Pour finir, trois conseils de lectures. J’ai adoré Cap Kalafatis de Patrick Besson (Grasset). A Cap Kalafatis, île le Mykonos, en Grèce, sur une plage déserte, Barbara, une jeune parisienne se fait bronzer, seins nus. Nicolas, étudiant, plutôt beau gosse, sort de l’eau, s’allonge à côté d’elle. Il tente de la séduire, elle le rembarre : pas trop près, là si vous vous taisez. Arrive José, son amoureux, 90 kilos : « un type lourd, carré et rond à la fois, un carré mou ou un rond cassé d’une cinquantaine d’années, en tenue de véliplanchiste ». Il a trente ans de plus que Barbara. Commence alors un jeu digne de Laclos. Le couple se confie à Nicolas, se dispute devant lui. Devant ce déballage, l’étudiant veut fuir, il finira par rester dîner et deviendra, le temps des vacances, le jouet, le miroir du couple. Une menace plane, un complot se trame. José a pris une assurance de 3 millions au bénéfice de Barbara… Un huis clos, triangle amoureux où les dialogues claquent, avec cette ironie, ce mordant, cette drôlerie qui n’appartiennent qu’à Patrick Besson. Avec une œuvre exceptionnelle, cet écrivain est un des meilleurs de sa génération.
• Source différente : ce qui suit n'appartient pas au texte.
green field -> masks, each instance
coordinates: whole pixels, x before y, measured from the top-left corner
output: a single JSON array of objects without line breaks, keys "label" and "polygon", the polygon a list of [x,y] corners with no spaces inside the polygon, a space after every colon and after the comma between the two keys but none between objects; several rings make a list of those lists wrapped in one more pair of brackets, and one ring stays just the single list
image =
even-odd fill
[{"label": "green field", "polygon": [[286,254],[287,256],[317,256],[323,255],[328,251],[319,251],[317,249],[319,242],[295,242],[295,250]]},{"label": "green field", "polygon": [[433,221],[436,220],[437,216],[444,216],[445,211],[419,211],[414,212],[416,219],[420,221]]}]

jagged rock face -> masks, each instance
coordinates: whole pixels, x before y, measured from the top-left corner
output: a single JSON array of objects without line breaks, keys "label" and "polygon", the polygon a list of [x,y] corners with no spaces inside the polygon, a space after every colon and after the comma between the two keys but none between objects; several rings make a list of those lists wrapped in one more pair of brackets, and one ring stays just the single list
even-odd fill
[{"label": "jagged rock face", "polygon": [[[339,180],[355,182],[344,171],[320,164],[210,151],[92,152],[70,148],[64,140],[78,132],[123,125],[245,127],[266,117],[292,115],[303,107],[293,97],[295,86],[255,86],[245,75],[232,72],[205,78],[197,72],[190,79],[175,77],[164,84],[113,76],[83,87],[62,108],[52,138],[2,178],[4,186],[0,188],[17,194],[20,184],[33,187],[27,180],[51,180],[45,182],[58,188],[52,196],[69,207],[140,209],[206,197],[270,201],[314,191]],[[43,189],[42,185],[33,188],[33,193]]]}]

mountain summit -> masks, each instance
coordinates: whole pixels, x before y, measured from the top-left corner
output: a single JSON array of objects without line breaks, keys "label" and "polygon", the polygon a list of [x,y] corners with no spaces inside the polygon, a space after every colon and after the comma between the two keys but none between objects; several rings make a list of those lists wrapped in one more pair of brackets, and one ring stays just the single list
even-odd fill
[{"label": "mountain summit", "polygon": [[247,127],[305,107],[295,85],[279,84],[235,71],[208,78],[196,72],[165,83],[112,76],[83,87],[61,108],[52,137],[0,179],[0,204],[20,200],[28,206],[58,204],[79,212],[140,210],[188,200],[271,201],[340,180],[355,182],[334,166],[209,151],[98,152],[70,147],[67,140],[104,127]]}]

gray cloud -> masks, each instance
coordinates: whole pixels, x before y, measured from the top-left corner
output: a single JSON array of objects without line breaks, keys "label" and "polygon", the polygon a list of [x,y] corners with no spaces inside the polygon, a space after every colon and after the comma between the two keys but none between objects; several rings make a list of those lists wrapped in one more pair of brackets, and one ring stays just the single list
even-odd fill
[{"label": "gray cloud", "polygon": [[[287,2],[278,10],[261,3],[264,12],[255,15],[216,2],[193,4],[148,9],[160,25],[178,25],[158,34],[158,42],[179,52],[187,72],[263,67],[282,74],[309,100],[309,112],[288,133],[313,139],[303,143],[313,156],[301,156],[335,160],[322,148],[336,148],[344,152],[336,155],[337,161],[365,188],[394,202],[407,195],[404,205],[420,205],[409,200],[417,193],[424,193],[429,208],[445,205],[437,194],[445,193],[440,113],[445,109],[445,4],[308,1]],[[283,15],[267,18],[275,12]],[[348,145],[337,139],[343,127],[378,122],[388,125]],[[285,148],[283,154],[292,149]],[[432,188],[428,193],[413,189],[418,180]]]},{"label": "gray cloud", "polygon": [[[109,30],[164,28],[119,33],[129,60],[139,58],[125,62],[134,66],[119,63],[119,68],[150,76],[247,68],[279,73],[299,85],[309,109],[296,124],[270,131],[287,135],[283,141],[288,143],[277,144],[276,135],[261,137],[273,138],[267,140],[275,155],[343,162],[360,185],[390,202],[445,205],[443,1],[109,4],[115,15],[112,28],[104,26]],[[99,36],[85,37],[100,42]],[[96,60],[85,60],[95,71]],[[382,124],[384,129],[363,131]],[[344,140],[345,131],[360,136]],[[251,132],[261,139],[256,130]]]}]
Parmi les essais, ce livre coup de poing : L’impersonne de Martine Roffinella (Editions François Bourrin). Une femme de 50 ans se penche sur son passé, sa vie amoureuse, son alcoolisme, ses échecs professionnels. Elle nous raconte ses luttes, ses espoirs pour sortir de la solitude, pour ne pas devenir « impersonne », « non pas un fantôme mais un organisme » dépourvu de cœur, de chair, de sang, d’amis…Sans concession ni pathos, ce récit dresse le portrait d’une femme dépossédée d’elle-même par l’alcool, qui ne peut plus dire « je ». Aux prises avec ses démons, elle nous interpelle, nous renvoie à nos failles, à nos dépendances, que ce soit l’alcool, la cigarette, ou la drogue. Un ton direct, un témoigne fort dans la veine de Duras, autre alcoolique. Extrait : « Quand on buvait on était en plein amour. On en avait à foison ça débordait des veines ça giclait de partout ça faisait des fontaines de je t’aime qu’on aurait pu dire à un mur ».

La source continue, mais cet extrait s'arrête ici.